Many of us are thrilled by the bigger marine life -- the mantas and the sharks -- when we go diving, but there has been a visible increase in the interest in the minutiae of life on the reef, probably driven by the popularity of macro photography.
Now Isabelle Cote of Fraser University in Canada makes the point that it is the tiny fish that hide in nooks and crannies that are actually among the most important inhabitants of the reefs. That's because they supply much of the food that supports the larger, more visible animals.
Cote's colleague, Simon Brandl, has been studying these cryptobenthic reef fish--- those less than 5mm (or a quarter-of-an-inch long), and when he looked at surveys of plankton near reefs, he was surprised to find 70 percent of fish larvae were cryptobenthic species.

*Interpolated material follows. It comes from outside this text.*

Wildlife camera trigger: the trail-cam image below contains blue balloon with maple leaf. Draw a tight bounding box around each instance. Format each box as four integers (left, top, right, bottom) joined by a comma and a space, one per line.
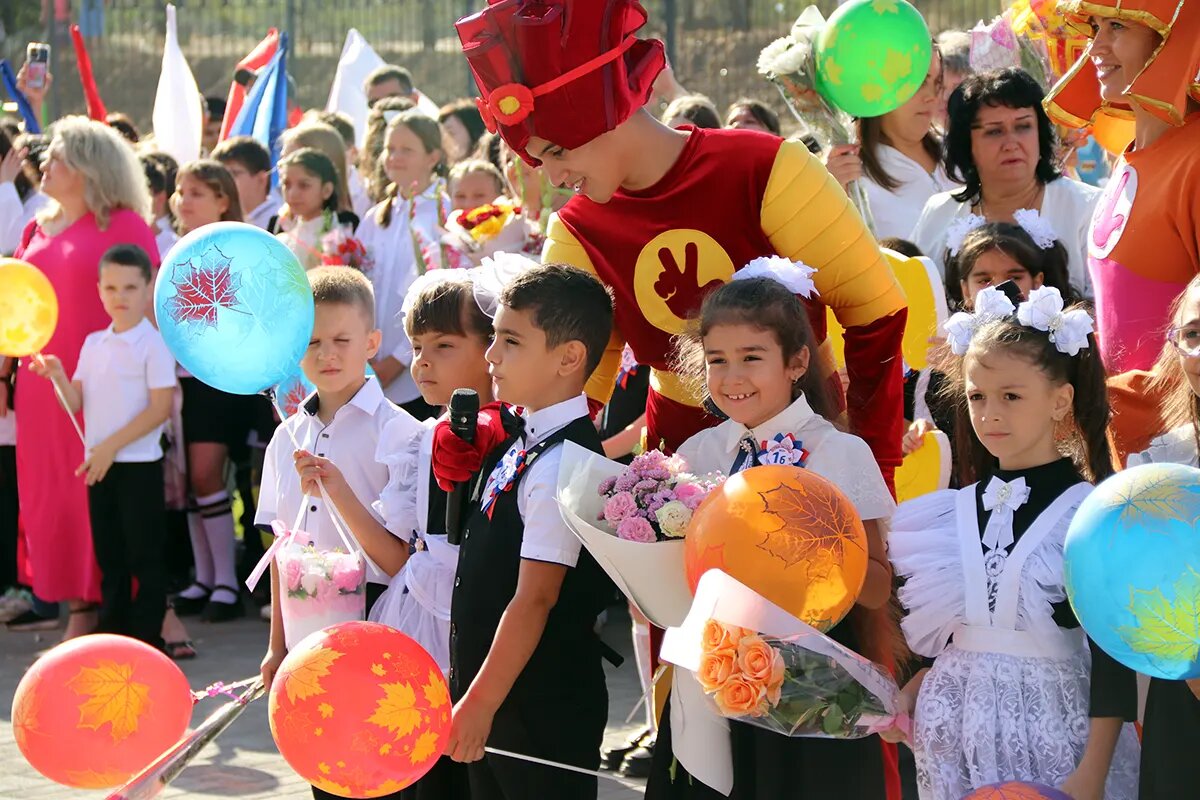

Larger fish may produce more eggs overall, but these have yolks that allow them to float in the planktonic soup for weeks, dispersing over large distances. By contrast, the eggs of smaller fish develop fast so that the larvae stay close to the reefs, eventually outnumbering those of their bigger contemporaries.
This makes them an important food source for other animals. They live fast and die young. Their mortality rate can be as high as 70 percent per week. The research team think these findings could explain Darwin's paradox -- how coral reefs so rich in life can thrive in nutrient-poor waters, or how Darwin put it: "How these oases of life occur in oceans that might otherwise be deserts."